第83期順位戦A級(主催:朝日新聞社・毎日新聞社)は2回戦がスタート。7月24日(水)には佐藤天彦九段―千田翔太八段の一戦が東京・将棋会館で行われました。対局の結果、四間飛車を用いた佐藤九段が109手で勝利。2連勝の好スタートで名人挑戦に向け一歩前進しました。
古色古香の木村美濃
ともに初戦を勝利で飾った二人。先手の佐藤九段が採用したのは角交換四間飛車と並んで主力としているクラシカルな四間飛車で、これを見た千田八段はトーチカ囲いを志向、盤上は持久戦に落ち着きました。木村美濃に組んだのが佐藤九段の温故知新の駒組みです。
先にペースをつかんだのは千田八段でした。先手が穴熊への移行を見せたタイミングで玉頭の歩を突っかけて桂を跳ねていったのが機敏な利かし。佐藤九段は銀を四段目に上がるよりなく、穴熊放棄を余儀なくされた形です。しかしここでの2筋の歩交換が終盤への伏線となっていました。
厳しかった桂打ち一閃
玉の堅さの主張点を得た千田八段は軽快な仕掛けで攻撃を開始しますが、直後に見損じがありました。

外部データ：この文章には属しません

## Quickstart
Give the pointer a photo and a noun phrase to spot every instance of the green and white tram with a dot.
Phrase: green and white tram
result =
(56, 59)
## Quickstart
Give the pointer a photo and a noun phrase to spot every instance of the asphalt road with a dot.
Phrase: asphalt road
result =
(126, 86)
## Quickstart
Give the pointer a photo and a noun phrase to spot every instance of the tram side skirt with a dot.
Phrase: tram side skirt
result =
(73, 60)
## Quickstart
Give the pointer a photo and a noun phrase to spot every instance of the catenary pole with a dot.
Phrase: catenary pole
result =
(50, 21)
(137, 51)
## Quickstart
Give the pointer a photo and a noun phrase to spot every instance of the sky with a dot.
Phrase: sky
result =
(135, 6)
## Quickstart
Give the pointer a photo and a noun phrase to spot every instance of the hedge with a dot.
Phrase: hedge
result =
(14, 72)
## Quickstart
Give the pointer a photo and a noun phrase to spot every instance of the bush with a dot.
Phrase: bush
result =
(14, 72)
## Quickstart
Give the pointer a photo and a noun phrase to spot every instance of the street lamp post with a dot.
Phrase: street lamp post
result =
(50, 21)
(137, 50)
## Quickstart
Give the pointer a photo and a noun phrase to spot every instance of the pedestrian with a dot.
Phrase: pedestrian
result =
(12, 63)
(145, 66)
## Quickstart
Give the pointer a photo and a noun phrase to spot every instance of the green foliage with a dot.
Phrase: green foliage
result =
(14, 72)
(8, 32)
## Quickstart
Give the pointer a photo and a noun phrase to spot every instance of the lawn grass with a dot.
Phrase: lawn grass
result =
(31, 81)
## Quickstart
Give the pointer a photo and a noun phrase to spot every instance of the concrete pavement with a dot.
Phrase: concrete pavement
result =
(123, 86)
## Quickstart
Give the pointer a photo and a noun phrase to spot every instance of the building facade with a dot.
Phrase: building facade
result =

飛車成りを受けず5筋に桂を打って角取りとしたのが佐藤九段の充実ぶりを示す好手。素直に応じると飛車金両取りの大技が待っており、千田八段は角を見捨てるよりありません。
主導権を奪った佐藤九段は完璧な指し回しで優位を拡大します。後手玉そばの銀にタタキの歩を放ったのが寄せの決め手。千田八段としては序盤でのさりげない歩交換により2筋に先手の歩が立つようになったのが祟っています。以降は佐藤九段の寄せを見るばかりとなりました。
天彦流振り飛車で連勝スタート
終局時刻は22時5分、最後は自玉の詰みを認めた千田八段が投了。感想戦では中盤、千田八段が単に飛車を走った手が佐藤九段から桂打ちの好手を誘発したと結論付けられました。局後のSNS上には「居飛車党の自分でさえ振り飛車指したくなってくる」などの賛辞が並びました。
一局を振り返ると佐藤九段の中盤の桂打ち一発で攻守が一気に逆転した構図に。これで勝った佐藤九段は第79期以来となるA級順位戦2連勝スタート。次戦では豊島将之九段と対戦します。敗れた千田八段は1勝1敗に。次戦では菅井竜也八段と顔を合わせます。